Pair density wave, infinite-length stripes, and holon Wigner crystal in single-band Hubbard model on diagonal square lattice

We employ large-scale density-matrix renormalization group (DMRG) simulations to investigate the quantum phase diagram of the hole-doped Hubbard model on square lattices. By implementing a diagonally oriented square lattice and GPU-accelerated DMRG with up to $48000$ states, we identify three distinct quantum phases across $δ= 5%$ to $15%$ doping: (i) A diagonal stripe phase with short-range uniform superconductivity (SC) at lower doping $δ\lesssim 9%$; (ii) An intermediate holon Wigner crystal (WC*) phase exhibiting bidirectional charge-density order and short-range SC with spatial oscillating correlations; (iii) An unprecedented infinite-length stripe (i-stripe) phase at $δ\gtrsim 12%$ hosting long stripes spanning the whole lattice.
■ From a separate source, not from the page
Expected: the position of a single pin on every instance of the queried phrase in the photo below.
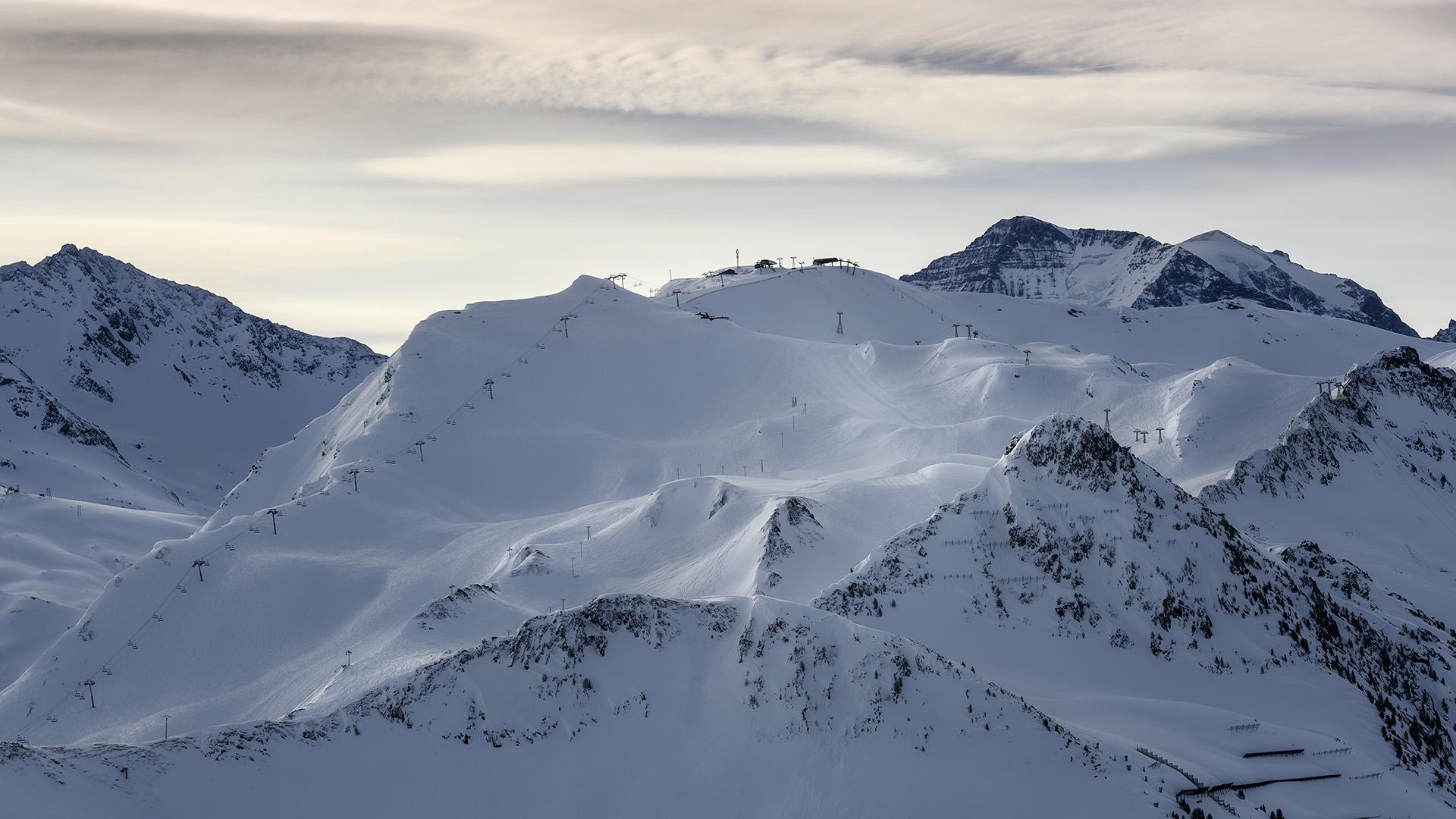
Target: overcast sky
(348, 167)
Remarkably, as doping increases, the short-range SC in WC* phase evolves into a 2D-like pair density wave (PDW) with divergent susceptibility in the i-stripe phase, constituting probably the first controlled numerical evidence of dominant PDW in the single-band square-lattice Hubbard model. The established 2D-like PDW and its interplay with charge orders provide new perspectives on dynamical layer decoupling phenomena in cuprates and multifaceted relationships between charge, spin and SC orders in quantum materials.

💡 Research Summary

In this work the authors perform large‑scale density‑matrix renormalization group (DMRG) calculations, accelerated by GPUs, on a hole‑doped single‑band Hubbard model defined on a square lattice that has been rotated by 45° (a “diagonal” lattice). By exploiting the unique symmetries of this geometry—its built‑in d‑wave nodal line, the presence of multiple quantized momenta that intersect the nodal line, and the ability to host stripes that extend across the entire cylinder—the study overcomes several limitations that have hampered previous investigations of two‑dimensional superconductivity in Hubbard‑type models.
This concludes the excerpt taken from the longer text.